Gregory Elsaesser
NASA GISS, Columbia University

"New Process-Oriented Metrics for Guiding Convective Parameterization Development in the NASA GISS GCM"

Abstract: This talk will begin with an overview of recent development in the representation of clouds and convection in the NASA Goddard Institute for Space Studies (GISS) General Circulation Model (GCM). Further near-term improvements in the simulation of convection, coincident with decreases in regional top-of-the-atmosphere radiation biases, may occur with the development of an improved cloud tuning approach that will be briefly described; however, such improvements may be more minimal. Using a variety of new satellite-derived process-oriented metrics, I will instead show that further improvements in the simulation of some important features (e.g., diurnal cycle, the partitioning between convective and stratiform rainfall) are not likely to occur until aspects of the lifecycle of deep (and sometimes organized) convective systems are parameterized. The remainder of the talk will then focus on what processes and environments may govern the lifecycle of convective systems, with particular attention paid toward determining whether the large-scale state or local moisture and buoyancy state close to propagating convective systems is the dominant driver for determining convective system evolution and lifetime. Such knowledge is crucial for guiding our future GISS GCM convective parameterization efforts.

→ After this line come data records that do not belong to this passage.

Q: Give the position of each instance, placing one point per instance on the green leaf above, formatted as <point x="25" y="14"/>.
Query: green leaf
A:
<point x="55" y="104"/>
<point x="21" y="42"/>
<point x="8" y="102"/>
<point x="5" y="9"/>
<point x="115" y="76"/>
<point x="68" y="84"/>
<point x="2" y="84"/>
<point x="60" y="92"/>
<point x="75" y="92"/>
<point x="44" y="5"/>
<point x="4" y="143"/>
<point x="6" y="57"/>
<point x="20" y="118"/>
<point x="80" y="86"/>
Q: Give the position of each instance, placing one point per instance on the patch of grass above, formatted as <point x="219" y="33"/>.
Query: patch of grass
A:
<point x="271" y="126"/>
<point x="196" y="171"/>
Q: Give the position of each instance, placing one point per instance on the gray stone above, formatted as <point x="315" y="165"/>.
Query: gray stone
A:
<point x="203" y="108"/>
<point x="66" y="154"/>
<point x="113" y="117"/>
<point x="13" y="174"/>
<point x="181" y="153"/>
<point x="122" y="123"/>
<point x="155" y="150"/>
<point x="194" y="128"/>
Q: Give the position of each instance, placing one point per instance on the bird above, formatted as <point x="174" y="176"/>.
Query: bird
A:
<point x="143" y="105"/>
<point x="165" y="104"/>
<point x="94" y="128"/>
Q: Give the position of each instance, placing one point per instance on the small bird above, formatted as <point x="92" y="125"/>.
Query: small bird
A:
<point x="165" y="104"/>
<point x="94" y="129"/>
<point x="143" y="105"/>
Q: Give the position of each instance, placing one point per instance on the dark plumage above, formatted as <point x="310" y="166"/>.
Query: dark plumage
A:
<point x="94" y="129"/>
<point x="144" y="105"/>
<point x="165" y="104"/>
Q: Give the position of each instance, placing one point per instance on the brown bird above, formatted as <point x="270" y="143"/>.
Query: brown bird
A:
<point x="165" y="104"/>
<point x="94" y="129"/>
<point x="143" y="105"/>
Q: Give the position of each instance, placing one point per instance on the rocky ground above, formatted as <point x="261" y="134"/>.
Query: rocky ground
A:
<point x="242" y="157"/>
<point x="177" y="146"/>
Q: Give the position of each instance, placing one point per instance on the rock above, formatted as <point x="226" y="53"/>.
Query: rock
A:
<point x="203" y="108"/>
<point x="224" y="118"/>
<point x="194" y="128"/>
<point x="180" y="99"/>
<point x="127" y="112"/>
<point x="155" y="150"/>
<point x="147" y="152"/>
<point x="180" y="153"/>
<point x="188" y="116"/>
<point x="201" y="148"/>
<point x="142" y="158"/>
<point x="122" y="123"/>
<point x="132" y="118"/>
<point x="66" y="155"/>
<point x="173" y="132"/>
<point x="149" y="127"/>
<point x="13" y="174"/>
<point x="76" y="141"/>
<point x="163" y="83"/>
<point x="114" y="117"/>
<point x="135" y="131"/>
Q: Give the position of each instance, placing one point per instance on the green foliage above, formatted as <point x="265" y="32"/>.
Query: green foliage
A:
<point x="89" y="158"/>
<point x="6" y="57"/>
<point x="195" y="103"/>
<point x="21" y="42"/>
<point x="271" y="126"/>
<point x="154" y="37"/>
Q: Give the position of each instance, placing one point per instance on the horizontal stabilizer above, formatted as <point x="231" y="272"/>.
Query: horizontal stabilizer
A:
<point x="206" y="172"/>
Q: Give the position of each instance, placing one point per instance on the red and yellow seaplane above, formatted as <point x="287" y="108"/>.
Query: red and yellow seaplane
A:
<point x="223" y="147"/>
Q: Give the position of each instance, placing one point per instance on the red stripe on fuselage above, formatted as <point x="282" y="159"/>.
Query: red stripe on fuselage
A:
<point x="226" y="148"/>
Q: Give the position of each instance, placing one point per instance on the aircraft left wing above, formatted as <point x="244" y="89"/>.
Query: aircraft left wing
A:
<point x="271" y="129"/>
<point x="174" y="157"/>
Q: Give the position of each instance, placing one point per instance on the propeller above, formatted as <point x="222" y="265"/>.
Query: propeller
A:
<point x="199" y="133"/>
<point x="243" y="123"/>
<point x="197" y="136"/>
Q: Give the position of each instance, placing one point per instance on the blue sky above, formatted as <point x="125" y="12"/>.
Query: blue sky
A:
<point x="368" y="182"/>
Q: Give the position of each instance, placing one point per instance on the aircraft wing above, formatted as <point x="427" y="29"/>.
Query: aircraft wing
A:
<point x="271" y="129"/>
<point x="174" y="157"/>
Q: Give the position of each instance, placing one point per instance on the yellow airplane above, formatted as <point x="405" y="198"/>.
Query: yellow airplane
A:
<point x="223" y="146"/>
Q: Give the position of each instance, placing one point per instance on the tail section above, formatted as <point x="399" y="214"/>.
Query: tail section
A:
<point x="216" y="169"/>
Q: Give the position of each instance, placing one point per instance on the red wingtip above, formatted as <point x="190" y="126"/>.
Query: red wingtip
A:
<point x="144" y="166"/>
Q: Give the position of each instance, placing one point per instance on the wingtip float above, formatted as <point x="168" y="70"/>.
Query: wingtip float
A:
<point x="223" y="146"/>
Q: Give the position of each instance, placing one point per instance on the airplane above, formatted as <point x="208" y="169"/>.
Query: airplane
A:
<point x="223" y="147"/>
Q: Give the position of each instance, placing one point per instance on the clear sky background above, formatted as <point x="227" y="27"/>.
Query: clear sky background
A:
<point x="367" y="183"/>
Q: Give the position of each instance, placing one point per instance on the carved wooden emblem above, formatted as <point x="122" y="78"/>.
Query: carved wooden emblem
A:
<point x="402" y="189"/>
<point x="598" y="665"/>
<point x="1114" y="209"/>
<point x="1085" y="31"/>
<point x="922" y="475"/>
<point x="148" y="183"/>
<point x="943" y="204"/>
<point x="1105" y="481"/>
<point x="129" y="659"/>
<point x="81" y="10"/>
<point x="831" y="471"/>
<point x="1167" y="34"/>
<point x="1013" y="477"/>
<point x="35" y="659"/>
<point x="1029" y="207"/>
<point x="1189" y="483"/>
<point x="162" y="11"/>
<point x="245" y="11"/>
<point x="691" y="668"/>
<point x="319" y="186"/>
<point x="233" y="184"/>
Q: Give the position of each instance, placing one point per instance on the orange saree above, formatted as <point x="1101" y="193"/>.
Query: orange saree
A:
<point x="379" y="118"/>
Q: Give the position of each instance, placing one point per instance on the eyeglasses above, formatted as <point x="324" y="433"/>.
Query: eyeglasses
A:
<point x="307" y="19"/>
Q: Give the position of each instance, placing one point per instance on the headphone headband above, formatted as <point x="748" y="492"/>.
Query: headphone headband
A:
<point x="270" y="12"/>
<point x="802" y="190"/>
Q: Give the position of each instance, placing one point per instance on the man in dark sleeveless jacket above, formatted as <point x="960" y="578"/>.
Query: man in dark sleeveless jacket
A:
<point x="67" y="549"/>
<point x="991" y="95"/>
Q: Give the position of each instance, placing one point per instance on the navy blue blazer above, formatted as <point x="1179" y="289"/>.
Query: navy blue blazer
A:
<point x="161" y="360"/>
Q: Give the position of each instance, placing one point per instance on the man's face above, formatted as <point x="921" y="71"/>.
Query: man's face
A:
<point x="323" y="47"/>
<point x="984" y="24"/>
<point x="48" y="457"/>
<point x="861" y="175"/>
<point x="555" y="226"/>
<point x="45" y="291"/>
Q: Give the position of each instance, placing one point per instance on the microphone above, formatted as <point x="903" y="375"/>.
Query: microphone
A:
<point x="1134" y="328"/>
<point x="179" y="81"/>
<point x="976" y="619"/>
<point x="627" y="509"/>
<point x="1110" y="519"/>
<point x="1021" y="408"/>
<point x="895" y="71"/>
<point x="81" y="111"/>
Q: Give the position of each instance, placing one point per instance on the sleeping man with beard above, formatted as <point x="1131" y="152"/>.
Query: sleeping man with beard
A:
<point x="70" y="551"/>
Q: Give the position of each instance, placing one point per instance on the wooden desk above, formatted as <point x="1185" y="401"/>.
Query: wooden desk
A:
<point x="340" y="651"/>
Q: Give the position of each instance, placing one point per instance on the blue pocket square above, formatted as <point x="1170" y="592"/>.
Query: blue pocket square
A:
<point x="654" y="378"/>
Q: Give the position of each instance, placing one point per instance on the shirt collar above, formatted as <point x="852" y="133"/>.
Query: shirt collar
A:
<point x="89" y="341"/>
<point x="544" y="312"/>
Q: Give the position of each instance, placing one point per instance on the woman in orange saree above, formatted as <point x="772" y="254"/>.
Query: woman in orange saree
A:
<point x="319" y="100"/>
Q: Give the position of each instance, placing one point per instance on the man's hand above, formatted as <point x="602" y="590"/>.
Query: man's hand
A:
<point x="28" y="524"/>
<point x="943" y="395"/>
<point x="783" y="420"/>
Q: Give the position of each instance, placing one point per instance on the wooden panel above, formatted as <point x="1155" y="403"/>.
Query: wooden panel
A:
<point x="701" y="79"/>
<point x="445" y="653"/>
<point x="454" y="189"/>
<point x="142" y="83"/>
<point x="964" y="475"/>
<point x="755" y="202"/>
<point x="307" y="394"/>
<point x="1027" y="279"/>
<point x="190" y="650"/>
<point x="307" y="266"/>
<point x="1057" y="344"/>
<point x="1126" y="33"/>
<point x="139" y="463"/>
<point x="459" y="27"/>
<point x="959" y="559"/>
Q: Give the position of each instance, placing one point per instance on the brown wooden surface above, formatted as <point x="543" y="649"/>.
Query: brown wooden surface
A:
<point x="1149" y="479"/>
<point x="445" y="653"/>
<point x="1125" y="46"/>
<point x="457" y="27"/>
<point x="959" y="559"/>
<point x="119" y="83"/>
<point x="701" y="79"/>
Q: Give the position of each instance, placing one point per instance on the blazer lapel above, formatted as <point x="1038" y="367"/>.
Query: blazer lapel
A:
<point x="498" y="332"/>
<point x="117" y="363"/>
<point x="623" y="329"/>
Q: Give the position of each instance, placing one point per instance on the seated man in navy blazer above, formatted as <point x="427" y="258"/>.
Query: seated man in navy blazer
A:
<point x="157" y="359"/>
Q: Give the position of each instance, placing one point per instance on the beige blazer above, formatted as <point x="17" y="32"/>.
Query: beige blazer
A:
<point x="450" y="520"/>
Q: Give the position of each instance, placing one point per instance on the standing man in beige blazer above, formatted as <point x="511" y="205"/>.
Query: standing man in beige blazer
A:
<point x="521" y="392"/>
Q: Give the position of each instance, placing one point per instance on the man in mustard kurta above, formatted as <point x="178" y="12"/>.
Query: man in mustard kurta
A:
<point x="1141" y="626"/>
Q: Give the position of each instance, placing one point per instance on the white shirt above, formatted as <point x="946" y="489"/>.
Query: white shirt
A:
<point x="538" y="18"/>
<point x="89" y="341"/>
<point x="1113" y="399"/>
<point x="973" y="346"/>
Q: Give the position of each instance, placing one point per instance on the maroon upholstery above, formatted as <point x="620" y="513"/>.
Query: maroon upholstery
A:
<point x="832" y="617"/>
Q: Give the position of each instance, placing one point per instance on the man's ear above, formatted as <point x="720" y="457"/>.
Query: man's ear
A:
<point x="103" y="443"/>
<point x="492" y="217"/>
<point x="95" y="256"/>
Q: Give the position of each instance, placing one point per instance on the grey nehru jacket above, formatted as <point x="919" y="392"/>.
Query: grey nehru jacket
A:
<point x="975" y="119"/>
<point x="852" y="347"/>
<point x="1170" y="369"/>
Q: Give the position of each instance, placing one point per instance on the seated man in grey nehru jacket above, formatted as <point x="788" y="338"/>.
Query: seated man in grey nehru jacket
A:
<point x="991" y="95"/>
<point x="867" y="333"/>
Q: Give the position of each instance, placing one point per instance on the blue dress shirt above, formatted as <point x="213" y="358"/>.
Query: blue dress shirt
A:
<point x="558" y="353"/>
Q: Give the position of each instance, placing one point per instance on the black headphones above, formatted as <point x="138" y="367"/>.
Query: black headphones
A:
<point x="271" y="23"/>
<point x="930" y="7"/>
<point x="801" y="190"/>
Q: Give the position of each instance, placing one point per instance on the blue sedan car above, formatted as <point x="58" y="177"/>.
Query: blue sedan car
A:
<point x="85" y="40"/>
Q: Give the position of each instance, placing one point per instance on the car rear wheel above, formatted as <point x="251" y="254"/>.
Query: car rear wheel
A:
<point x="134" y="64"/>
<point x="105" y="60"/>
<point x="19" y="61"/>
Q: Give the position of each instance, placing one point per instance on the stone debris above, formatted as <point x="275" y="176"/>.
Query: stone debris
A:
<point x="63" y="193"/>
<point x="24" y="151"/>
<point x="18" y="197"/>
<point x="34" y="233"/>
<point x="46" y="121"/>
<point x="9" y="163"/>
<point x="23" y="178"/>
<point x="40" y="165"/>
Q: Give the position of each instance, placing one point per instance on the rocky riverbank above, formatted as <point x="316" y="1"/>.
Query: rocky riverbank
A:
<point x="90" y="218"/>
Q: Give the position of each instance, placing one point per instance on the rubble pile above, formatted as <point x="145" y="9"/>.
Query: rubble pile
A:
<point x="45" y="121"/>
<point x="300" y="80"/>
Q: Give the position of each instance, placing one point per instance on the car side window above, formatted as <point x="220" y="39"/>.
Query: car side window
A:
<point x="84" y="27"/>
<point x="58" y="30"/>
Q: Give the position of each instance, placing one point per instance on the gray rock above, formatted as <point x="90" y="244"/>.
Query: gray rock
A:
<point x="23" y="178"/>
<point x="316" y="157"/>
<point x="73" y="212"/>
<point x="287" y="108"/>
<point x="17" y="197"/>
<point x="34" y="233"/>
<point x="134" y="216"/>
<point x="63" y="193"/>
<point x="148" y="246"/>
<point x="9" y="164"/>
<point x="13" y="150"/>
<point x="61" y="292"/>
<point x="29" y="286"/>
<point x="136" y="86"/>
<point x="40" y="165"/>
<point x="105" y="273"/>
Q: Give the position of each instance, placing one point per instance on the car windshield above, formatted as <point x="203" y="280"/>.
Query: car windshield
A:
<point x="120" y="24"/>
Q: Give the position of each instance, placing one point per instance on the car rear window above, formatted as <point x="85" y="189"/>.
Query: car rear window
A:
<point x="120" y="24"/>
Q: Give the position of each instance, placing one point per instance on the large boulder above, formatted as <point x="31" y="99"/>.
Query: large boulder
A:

Biogrpahy: Dr. Gregory Elsaesser's research focuses on the use of satellite data to deduce properties of convection and the ambient mesoscale environment. He also develops satellite algorithms for the retrieval of and creation of rain and cloud property records. He has recently finished production of the Version-1 Multisensor Advanced Climatology of Liquid Water Path (MAC-LWP) record for improved cloud LWP observations in stratocumulus regimes, and developed an improved parameterization of ice in convective updrafts for use in the GISS Model E2 GCM.